Family, Family by Lauren Frankel

A story about the families we chose to make

This is a novel that is big hearted yet unapologetically opinionated.  I enjoyed its warmth and somewhat madcap energy. Alongside this, its refusal to hedge or soften its convictions, will make it a Marmite read for some.

Plot in a nutshell

Told across dual timelines, Family, Family follows India from her teenage years through to adulthood, where she is now a successful actor and an adoptive mother of ten-year-old twins. Her carefully managed public life implodes when she gives a journalist her unvarnished thoughts about adoption. Not just a social story she slates the handling of the topic in her latest film. Rather than retreating, India doubles down, with professional and personal consequences.

Meanwhile, her twins decide to help. Their plan involves contacting a family member India doesn’t know they’re aware of, and whom they have never met in person, setting off a chain of events that brings past and present into collision.

Thoughts

There is a lot going on here. At times the novel edges into what might fairly be called an issues book, and India is nothing if not opinionated. Her views on teen pregnancy, abortion, adoption, and the expectations placed on mothers are expressed with confidence and little self-doubt,  often to her detriment.

Reading as a Brit, I occasionally struggled with plausibility. In particularl around how the US adoption system appears to function (or get by). There were moments where I had to take a healthy pinch of salt to stay invested. Readers less inclined to do so may find themselves pulled out of the story altogether.
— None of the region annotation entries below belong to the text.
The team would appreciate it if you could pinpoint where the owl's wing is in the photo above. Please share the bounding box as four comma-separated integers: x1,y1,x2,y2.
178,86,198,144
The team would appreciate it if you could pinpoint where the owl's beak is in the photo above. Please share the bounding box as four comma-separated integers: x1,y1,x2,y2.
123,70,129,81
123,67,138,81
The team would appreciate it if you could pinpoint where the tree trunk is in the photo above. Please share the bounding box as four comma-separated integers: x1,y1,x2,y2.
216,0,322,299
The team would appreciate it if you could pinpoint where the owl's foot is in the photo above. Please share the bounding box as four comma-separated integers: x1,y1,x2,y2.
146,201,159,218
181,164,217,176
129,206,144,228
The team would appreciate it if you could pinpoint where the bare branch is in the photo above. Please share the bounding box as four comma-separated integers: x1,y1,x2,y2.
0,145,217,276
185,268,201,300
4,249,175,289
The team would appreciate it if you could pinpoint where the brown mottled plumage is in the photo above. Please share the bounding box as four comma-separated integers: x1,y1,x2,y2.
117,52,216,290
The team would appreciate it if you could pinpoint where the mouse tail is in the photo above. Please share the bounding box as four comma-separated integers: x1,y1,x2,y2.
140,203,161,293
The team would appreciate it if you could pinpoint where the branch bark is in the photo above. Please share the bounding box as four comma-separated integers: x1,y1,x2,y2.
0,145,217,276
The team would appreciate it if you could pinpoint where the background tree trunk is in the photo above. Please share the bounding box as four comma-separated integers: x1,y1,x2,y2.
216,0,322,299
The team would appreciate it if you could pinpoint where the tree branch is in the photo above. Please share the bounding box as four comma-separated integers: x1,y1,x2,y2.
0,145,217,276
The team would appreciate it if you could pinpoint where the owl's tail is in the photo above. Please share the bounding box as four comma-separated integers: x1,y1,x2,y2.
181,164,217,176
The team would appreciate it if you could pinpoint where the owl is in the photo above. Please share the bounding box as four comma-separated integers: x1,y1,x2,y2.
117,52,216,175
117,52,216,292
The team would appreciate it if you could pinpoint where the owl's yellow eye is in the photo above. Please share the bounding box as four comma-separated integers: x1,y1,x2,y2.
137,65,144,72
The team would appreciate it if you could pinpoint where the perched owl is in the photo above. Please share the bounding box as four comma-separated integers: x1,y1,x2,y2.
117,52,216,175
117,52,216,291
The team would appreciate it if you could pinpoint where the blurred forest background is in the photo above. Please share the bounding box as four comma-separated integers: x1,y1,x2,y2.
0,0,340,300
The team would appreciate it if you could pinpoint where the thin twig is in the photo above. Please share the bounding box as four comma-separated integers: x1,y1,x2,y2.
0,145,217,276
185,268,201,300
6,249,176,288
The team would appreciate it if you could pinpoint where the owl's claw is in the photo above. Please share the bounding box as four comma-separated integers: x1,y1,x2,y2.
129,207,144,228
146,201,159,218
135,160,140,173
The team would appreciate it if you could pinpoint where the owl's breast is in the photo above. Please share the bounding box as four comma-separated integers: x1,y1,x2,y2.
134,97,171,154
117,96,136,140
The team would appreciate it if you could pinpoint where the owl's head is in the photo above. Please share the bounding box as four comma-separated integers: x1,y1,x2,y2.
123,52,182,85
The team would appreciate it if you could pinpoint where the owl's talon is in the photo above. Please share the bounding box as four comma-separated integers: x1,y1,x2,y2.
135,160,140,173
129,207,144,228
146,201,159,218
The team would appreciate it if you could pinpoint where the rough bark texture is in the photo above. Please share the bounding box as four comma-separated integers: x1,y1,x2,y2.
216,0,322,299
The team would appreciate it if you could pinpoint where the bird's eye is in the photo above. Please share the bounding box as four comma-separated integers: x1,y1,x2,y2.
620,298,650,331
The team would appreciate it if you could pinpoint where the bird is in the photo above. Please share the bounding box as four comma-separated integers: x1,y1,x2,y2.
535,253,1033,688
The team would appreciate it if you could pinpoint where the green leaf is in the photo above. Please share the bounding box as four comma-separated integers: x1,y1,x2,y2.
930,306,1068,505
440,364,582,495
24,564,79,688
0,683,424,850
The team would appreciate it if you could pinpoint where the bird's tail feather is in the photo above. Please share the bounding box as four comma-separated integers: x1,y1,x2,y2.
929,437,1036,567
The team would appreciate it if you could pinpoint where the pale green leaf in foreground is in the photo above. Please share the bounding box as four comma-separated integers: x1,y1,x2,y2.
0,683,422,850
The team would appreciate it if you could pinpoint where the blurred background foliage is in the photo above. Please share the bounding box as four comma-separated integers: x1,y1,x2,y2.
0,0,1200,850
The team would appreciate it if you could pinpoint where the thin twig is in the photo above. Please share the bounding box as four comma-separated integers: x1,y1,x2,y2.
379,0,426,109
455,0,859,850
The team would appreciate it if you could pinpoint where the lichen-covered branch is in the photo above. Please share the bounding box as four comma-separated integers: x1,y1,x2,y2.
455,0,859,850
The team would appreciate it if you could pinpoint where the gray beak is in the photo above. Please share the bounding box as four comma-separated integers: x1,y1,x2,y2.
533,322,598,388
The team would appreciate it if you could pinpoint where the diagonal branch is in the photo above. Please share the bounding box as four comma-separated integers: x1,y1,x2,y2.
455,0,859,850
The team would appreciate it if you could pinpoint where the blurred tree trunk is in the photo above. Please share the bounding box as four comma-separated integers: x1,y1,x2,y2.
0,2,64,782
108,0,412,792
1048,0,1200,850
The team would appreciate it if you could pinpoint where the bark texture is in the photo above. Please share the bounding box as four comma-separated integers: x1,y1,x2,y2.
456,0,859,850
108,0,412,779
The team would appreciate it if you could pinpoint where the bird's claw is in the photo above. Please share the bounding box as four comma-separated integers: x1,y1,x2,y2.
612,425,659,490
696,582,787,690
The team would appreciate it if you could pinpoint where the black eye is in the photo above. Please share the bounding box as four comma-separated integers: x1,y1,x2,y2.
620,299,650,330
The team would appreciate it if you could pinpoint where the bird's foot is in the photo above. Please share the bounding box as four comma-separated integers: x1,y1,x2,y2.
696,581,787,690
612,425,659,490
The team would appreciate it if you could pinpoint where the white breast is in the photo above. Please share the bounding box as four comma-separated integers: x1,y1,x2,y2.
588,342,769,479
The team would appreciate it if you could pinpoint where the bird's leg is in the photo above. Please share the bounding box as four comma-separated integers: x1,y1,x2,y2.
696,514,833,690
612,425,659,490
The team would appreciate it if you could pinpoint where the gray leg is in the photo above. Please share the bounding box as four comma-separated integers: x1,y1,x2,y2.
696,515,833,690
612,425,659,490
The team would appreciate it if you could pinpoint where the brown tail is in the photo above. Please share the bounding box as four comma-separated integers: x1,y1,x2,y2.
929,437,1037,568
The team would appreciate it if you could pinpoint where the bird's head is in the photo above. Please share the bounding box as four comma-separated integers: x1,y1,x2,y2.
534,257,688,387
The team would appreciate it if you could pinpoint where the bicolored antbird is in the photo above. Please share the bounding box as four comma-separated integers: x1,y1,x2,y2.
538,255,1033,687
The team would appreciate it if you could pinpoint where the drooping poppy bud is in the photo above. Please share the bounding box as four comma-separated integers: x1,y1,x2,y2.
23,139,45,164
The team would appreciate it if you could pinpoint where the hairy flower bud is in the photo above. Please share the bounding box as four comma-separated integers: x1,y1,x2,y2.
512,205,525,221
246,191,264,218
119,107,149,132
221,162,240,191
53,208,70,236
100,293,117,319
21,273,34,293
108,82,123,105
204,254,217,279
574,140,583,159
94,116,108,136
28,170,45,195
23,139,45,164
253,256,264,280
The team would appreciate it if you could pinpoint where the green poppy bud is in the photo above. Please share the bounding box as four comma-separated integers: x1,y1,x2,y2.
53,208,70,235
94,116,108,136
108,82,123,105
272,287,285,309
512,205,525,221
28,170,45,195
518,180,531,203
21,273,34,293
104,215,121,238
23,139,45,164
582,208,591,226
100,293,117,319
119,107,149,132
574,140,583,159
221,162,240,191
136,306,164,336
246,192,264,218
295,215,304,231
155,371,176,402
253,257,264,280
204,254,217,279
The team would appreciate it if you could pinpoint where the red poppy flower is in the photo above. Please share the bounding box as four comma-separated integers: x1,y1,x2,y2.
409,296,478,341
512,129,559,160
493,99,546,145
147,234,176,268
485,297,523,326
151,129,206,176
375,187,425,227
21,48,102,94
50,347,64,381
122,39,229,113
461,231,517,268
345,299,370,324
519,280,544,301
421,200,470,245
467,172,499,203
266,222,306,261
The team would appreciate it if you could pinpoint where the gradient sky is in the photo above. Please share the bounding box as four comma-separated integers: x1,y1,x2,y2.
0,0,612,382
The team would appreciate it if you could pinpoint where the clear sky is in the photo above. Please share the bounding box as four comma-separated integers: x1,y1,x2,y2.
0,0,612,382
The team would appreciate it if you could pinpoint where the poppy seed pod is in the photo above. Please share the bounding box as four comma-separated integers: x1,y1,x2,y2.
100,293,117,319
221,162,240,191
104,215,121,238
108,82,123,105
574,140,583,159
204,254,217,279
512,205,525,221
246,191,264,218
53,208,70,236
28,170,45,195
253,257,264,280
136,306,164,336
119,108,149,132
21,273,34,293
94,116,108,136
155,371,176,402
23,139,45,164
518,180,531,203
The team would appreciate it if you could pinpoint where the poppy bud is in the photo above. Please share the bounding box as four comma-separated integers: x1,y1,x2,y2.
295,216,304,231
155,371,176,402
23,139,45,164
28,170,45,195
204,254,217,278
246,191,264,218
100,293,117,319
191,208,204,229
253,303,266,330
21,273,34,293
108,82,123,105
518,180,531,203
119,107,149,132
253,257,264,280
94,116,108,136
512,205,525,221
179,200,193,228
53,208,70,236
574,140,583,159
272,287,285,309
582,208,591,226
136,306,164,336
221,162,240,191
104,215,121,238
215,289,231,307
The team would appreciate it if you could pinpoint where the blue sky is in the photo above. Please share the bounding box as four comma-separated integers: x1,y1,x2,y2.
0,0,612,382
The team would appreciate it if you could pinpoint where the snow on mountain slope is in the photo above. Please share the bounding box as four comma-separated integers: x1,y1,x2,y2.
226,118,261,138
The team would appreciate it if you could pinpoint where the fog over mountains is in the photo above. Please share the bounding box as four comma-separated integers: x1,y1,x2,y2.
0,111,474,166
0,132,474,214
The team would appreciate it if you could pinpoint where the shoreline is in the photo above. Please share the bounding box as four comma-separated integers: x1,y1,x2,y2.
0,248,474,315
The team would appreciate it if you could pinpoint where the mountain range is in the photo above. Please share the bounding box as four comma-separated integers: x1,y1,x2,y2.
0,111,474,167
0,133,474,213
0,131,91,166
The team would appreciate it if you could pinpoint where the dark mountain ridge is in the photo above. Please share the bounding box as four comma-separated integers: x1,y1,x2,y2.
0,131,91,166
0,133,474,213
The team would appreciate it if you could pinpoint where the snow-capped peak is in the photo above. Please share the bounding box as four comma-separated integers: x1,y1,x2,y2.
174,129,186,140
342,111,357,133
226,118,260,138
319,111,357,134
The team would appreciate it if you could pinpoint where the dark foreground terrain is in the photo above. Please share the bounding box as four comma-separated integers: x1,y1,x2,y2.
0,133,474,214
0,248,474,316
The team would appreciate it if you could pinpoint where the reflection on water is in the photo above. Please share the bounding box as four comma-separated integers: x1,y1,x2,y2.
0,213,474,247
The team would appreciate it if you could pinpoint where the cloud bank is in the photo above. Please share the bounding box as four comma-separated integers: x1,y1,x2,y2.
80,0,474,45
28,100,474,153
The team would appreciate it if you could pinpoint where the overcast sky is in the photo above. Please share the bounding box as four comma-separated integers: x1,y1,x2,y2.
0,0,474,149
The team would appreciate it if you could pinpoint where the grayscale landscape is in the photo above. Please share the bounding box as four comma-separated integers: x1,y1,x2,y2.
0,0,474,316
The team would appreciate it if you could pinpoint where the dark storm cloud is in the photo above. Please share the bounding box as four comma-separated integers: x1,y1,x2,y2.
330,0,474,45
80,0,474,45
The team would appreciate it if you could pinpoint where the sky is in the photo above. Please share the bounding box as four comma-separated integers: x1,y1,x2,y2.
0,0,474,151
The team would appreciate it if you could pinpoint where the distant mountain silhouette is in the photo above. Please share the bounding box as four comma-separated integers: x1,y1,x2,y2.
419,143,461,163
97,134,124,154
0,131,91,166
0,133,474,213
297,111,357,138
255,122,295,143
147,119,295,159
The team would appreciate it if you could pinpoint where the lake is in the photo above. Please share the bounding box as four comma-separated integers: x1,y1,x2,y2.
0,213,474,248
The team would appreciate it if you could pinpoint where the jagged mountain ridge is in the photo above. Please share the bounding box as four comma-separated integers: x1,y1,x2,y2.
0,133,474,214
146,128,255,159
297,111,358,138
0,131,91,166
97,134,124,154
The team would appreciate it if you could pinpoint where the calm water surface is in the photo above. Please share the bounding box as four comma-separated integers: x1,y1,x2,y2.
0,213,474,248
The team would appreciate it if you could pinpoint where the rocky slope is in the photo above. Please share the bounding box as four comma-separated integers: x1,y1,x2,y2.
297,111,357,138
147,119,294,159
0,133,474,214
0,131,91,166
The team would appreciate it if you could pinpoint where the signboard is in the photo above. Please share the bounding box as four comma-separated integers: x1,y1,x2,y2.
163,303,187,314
Frankel is writing from lived experience, and that matters,  but it also limits. This is very clearly one perspective on adoption, and one that largely resists acknowledging trauma. For some readers, that choice will feel refreshing; for others, it may seem to oversimplify or sidestep the grief and long-term impact that many people experience with adoption. There are sections where the lack of nuance makes the novel emotionally and perhaps even ethically difficult. Not because of what it says, but because of what it leaves unexamined.

The same is true of the book’s antagonists. The pro-life movement, in particular, is drawn in broad strokes and dispatched with relish. Their eventual comeuppance will likely divide readers between those who find it quietly satisfying and those who find it offensive.

And yet,  this is not a novel lacking heart. It is often poignant and sincere in its exploration of what makes a family, and especially in its attention to different experiences of motherhood. The men in the novel are kind and supportive but oddly sidelined. The men in her life appear to primarily be there to give India the space to make her own choices. This may be intentional, but it contributes to the sense of a world shaped almost entirely around a single loud perspective.

But love did not preclude strife. It did not erase sorrows. It did not detangle complication. In the case of families, uncomplicated wasn’t really the goal anyway.

The younger characters, by contrast, are vividly drawn. Fig, in particular, stands out: a child clearly traumatised and frightened of almost everything. Yet she is repeaedly willing to face those fears to protect the people she loves. The children are often laugh-out-loud funny, even as their questionable decision-making had me muttering under my breath and hoping someone, somewhere, might be willing to keep a closer eye on them.

Ultimately, Family, Family is a book you can read in more than one way. I chose to enjoy it as a moving, funny, fiercely personal story about chosen families.